Was ever spoke or heard:

For up stood, for out stepped, for in struck, amid all these,—

A captain? a lieutenant? a mate,—first, second, third?

No such man of mark, and meet

With his betters to compete!

But a simple Breton sailor, pressed by Tourville for the fleet,

A poor coasting-pilot, he,—Hervé Riel, the Croisickese.

And “What mockery or malice have we here?” cried Hervé Riel.

“Are you mad, you Malouins? Are you cowards, fools, or rogues?

Talk to me of rocks and shoals?—me, who took the soundings, tell

On my fingers every bank, every shallow, every swell,

’Twixt the offering here and Grève, where the river disembogues?

Are you bought for English gold? Is it love the lying ’s for?

Morn and eve, night and day,

Have I piloted your bay,

Entered free and anchored fast at the foot of Solidor.

Burn the fleet, and ruin France? That were worse than fifty Hogues!

Sirs, then know I speak the truth! Sirs, believe me, there ’s a way!

Only let me lead the line,

Have the biggest ship to steer,

Get this ‘Formidable’ clear,

Make the others follow mine,

And I lead them, most and least, by a passage I know well,

Right to Solidor past Grève,

And there lay them safe and sound;

And if one ship misbehave,

—Keel so much as grate the ground,

Why, I’ve nothing but my life; here’s my head!” cries Hervé Riel.

Not a minute more to wait.

“Steer us in, then, small and great!

Take the helm, lead the line, save the squadron!” cried its chief.

Captains, give the sailor place!

He is admiral, in brief.

Still the north wind, by God’s grace.

See the noble fellow’s face,

As the big ship, with a bound,

Clears the entry like a hound,

Keeps the passage, as its inch of way were the wide sea’s profound!

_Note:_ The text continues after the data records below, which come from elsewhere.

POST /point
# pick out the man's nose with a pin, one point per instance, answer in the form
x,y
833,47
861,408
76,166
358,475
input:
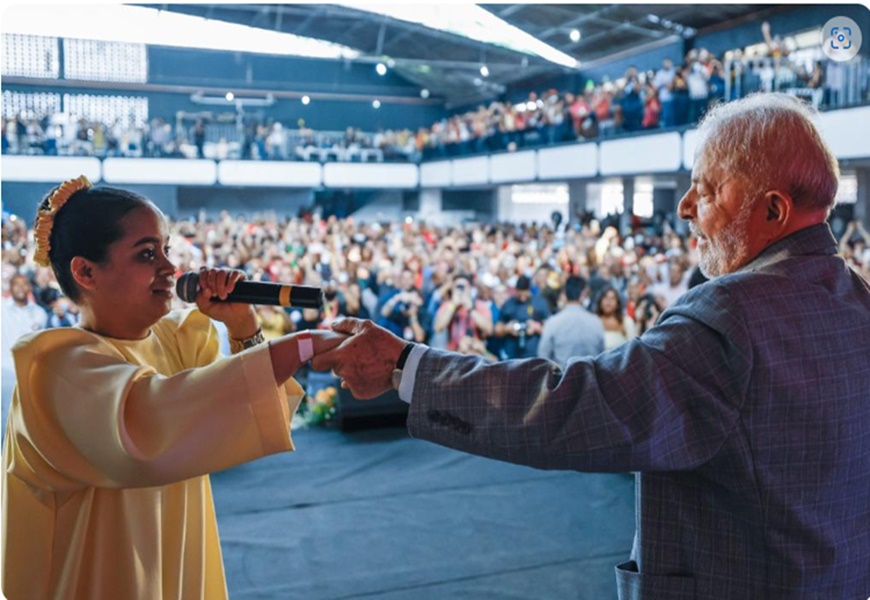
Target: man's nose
x,y
686,207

See, safe through shoal and rock,

How they follow in a flock;

Not a ship that misbehaves, not a keel that grates the ground,

Not a spar that comes to grief!

The peril, see, is past!

All are harbored to the last!

And, just as Hervé Riel hollas “Anchor!” sure as fate,

Up the English come,—too late!

So the storm subsides to calm;

They see the green trees wave

On the heights o’erlooking Grève;

Hearts that bled are stanched with balm.

“Just our rupture to enhance,

Let the English rake the bay,

Gnash their teeth, and glare askance

As they cannonade away!

’Neath rampired Solidor pleasant riding on her Rance!”

How hope succeeds despair on each captain’s countenance!

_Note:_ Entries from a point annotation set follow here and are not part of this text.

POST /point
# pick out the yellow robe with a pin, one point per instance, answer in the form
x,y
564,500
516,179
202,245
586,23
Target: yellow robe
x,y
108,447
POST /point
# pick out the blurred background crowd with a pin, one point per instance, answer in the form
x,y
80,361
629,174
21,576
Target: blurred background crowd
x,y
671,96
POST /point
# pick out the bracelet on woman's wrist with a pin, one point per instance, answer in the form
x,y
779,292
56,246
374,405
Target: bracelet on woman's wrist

Out burst all with one accord,

“This is paradise for hell!

Let France, let France’s king,

Thank the man that did the thing!”

What a shout, and all one word,

“Hervé Riel!”

As he stepped in front once more;

Not a symptom of surprise

In the frank blue Breton eyes,—

Just the same man as before.

Then said Damfreville, “My friend,

I must speak out at the end,

Though I find the speaking hard;

Praise is deeper than the lips:

You have saved the king his ships;

You must name your own reward.

Faith, our sun was near eclipse!

Demand whate’er you will,

France remains your debtor still.

Ask to heart’s content, and have! or my name’s not Damfreville.”

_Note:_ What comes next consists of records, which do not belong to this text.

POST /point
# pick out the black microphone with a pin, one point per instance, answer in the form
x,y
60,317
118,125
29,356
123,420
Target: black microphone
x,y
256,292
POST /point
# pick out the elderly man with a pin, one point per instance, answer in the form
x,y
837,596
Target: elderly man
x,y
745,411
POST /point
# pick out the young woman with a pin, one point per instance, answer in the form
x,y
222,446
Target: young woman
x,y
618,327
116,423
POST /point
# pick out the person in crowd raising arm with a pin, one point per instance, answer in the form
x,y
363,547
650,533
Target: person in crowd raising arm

Then a beam of fun outbroke

On the bearded mouth that spoke,

As the honest heart laughed through

Those frank eyes of Breton blue:

“Since I needs must say my say,

Since on board the duty’s done,

And from Malo Roads to Croisic Point, what is it but a run?—

Since ’t is ask and have, I may;

Since the others go ashore,—

Come! A good whole holiday!

Leave to go and see my wife, whom I call the Belle Aurore!”

That he asked, and that he got,—nothing more.

Name and deed alike are lost;

Not a pillar nor a post

In his Croisic keeps alive the feat as it befell;

Not a head in white and black

On a single fishing-smack

In memory of the man but for whom had gone to wrack

All that France saved from the fight whence England bore the bell.

Go to Paris; rank on rank

Search the heroes flung pell-mell

On the Louvre, face and flank;

You shall look long enough ere you come to Hervé Riel.

So, for better and for worse,

Hervé Riel, accept my verse!

In my verse, Hervé Riel, do thou once more

Save the squadron, honor France, love thy wife the Belle Aurore!